Recently the Labour Party announced its plan, called LEAD, to feminise politics through the gradual increase of its women candidates for local, national and European elections. This plan includes providing training, mentoring and support to young women who wish to take the plunge into the local political sludge.

Labour may wish to start even closer home by feminising its own decision-making organs – it lags behind the Nationalist Party in having women in senior party positions. This notwithstanding, LEAD is a good idea. In focusing on long-term capacity-building it stands to make a bigger impact on the gender balance in politics than the different forms of positive discrimination that have been bandied about.

Any form of positive discrimination is ultimately condescending. As we have seen from the European Parliament elections, when working conditions for parliamentarians include adequate compensation and actually take into account the realities of working mothers, there is no shortage of contenders and successful women politicians. If Parliament wants more women MPs, it should ditch once and for all its lingering legacy of a gentlemen’s club (in the original, pre-Paceville sense of the word) meant only for part-time professionals.

The feminisation of Maltese politics is not the only energetic start of this legislature.
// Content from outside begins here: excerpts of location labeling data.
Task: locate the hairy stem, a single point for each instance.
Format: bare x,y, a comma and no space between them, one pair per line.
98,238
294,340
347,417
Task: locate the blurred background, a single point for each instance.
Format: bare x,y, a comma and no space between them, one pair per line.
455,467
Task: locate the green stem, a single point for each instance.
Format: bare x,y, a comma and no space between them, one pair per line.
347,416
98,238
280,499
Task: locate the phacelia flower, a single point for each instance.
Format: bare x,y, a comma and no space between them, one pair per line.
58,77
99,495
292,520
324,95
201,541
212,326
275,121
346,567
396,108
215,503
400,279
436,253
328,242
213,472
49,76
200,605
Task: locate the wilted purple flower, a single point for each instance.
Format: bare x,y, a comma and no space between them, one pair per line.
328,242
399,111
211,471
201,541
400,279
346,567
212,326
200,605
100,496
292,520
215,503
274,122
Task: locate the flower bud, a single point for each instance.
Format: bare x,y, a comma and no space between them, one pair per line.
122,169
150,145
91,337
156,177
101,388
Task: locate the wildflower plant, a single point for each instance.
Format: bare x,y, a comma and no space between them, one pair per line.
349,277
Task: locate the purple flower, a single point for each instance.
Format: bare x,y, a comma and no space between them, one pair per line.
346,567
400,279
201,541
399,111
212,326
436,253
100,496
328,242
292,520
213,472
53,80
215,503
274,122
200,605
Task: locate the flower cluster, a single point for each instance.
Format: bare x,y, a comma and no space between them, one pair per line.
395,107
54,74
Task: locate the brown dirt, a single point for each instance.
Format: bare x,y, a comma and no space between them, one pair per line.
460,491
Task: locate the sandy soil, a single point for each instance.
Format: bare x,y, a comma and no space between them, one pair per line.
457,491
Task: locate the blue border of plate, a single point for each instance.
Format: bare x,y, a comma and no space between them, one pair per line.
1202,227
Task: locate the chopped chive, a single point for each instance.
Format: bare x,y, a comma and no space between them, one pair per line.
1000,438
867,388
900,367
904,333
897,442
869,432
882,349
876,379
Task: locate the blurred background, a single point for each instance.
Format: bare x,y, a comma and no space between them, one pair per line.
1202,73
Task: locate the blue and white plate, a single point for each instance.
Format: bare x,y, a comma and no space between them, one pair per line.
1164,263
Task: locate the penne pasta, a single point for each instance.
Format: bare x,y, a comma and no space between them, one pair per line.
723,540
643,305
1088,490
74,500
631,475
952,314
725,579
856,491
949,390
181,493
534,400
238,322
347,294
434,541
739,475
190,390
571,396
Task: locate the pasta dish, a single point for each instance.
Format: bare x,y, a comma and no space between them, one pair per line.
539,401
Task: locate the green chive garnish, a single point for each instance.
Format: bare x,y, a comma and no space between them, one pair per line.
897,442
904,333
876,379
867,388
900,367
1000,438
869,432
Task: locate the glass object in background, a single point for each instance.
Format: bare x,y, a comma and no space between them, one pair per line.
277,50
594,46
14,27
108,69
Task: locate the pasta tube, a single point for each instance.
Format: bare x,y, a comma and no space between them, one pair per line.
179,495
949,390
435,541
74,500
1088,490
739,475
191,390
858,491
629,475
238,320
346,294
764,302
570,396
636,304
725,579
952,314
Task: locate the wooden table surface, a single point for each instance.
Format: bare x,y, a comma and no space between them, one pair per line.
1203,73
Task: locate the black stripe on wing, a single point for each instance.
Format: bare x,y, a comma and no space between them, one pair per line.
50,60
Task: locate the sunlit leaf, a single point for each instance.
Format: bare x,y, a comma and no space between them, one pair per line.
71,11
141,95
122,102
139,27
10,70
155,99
Government bulldozed through the Marriage Equality cum surrogacy preparation Act. The new roads minister has hit the road(s) with a turbo-charged determination to wipe away the memory of his predecessor’s ineptitude, and no tree will stand in his way. Air Malta has reversed its previous anorexic tendencies, although quite where Minister Konrad Mizzi’s neoliberal agenda will take it is still unclear.

The Prime Minister himself is trying to project a new image of doing things. He has decided to ditch the self-hiring of his own car, and has proclaimed a new season of goodwill to all in the President’s speech at the opening of the new legislature. Anton Refalo has been replaced, and rightly so, by Justyne Caruana as Minister for Gozo.

This government’s good ideas and flashes of good governance cannot hide the cancer festering at the OPM

Yet, as hard as the government tries to project the image of industrious normality sanctioned by its overwhelming electoral victory, there is a smell of fakeness in the air. As one hand of government gets on with governing, the other continues to undermine the rule of law with nonchalant brutishness.

We received confirmation that the police had not acted on FIAU reports and that key and highly respected FIAU personnel have been summarily removed when investigations came too close to the Prime Minister. That employment regulations and possibly electoral laws have been flouted to buy votes.

In the meantime, the government does not even try to justify the political and punitive transfers taking place. The (truly) independent media is now regularly ignored and considered as part of the vanquished enemy. Pilatus Bank continues to trade and the Malta Financial Services Authority is mute and possibly blind.

It had to be the Leader of the Opposition to finally get the courts to look at the whole Panama scandal. Government threw any last remaining shred of dignity to the winds by ordering its pudgy rottweiler Commissioner Lawrence Cutajar to chase after Dr Busuttil for daring to raise the matter at all.

This government’s good ideas and flashes of good governance cannot hide the cancer festering at the OPM. Its goodly apple is still rotting at the core. Now that it has won the election, why is it still acting like it has something to hide?

Balzunetta elephant

Two weeks ago my CCBLSLP (cisgender child-bearing legally sanctioned life-partner), a.k.a my wife, and I went to see the much-heralded Balzunetta Towers show. In a satire on Malta’s environmental hypocrisy and cupidity, Donald Trump Jr and a conniving kuntrattur buy out the Church, the Police and finally the last barmaid of Floriana’s Balzunetta to raze the whole red-light/religious/police neighbourhood and construct two 100-storey towers.

There is much to praise about this latter-day cabaret. Domenic Galea’s music and Albert Marshall’s lyrics were memorably entertaining, and currently my favourite in-car CD. The ever-green Doreen Galea was a pleasure to see and hear, as was the band, dancers, singers and actors generally.

But what really stuck at the gullet was how the script criticised all and sundry, except the biggest perpetrator and enabler of environmental rape – the government itself. Not only: the show, paid for by public funds, incorporated Labour 2013 and 2017 political slogans without any hint of irony or self-deprecation. I half-expected the Brigata Laburista to come on stage for the final hurrah.

The whole point of political theatre, which is what Balzunetta aspired to be underneath its earthy frolics, is that it is written by the powerless to satirise the powerful. When you are the establishment and try to masquerade as the other side, your inevitable blindness and rationalisation turn the disarming laughter of satire into the rictus of sycophancy. You cannot ignore the elephant in the room, because you are the elephant. The joke is on you.